By Robert J. Donia, University of Michigan

“The Historical Museum (formerly the Museum of the Revolution) in Sarajevo was a dismal place to visit in May 2004. The lights were off and the heat was not working. The museum’s director and staff were huddled over lukewarm coffee in a corner of the conference room. The museum’s employees welcomed the foreign visitor warmly, as they always had, but staff members were deeply preoccupied with the prolonged financial crisis facing their institution. None of them had been paid in five months. The museum had received nothing of the paltry appropriation designated for it in the budget of the Federation of Bosnia and Herzegovina, and an appeal for a partial payment for sustenance had just failed. The staff openly discussed the possibility of closing the doors and going home.

A few hundred meters away, the visitor encountered a very different situation. The Bosniak Institute, a structure completed in the late 1990’s, is an architectural tour-de-force, combining modern elements with a preserved sixteenth century Turkish bath in the heart of the new edifice. The lavish quarters include a meeting hall and several small conference rooms adorned with working fountains and exquisite Oriental tiles. A temperature-controlled library holds carefully preserved books and manuscripts. Readers are served by professional librarians and archivists using computerized finding aids. Anywhere in the world, the Bosniak Institute would be a researcher’s dream.

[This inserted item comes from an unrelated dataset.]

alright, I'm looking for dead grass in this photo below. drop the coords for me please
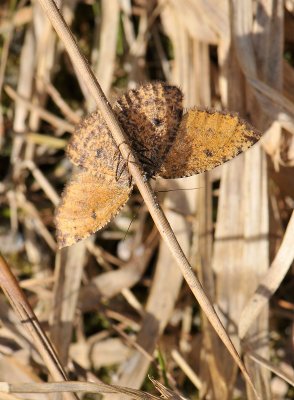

The Historical Museum and Bosniak Institute represent extremes in the transformation of memorial institutions in Sarajevo that began shortly after Bosnia’s multiparty elections of 1990. Orchestrated by the nationalist parties that prevailed in that election, the changes threaten to destroy the custodial institutions of Bosnia’s richly diverse history and culture. The destruction of that legacy began with artillery and mortar assaults in wartime, but its continuation by other means in the postwar era threatens to ruin much of the country’s historical heritage as recorded in documents and artifacts.”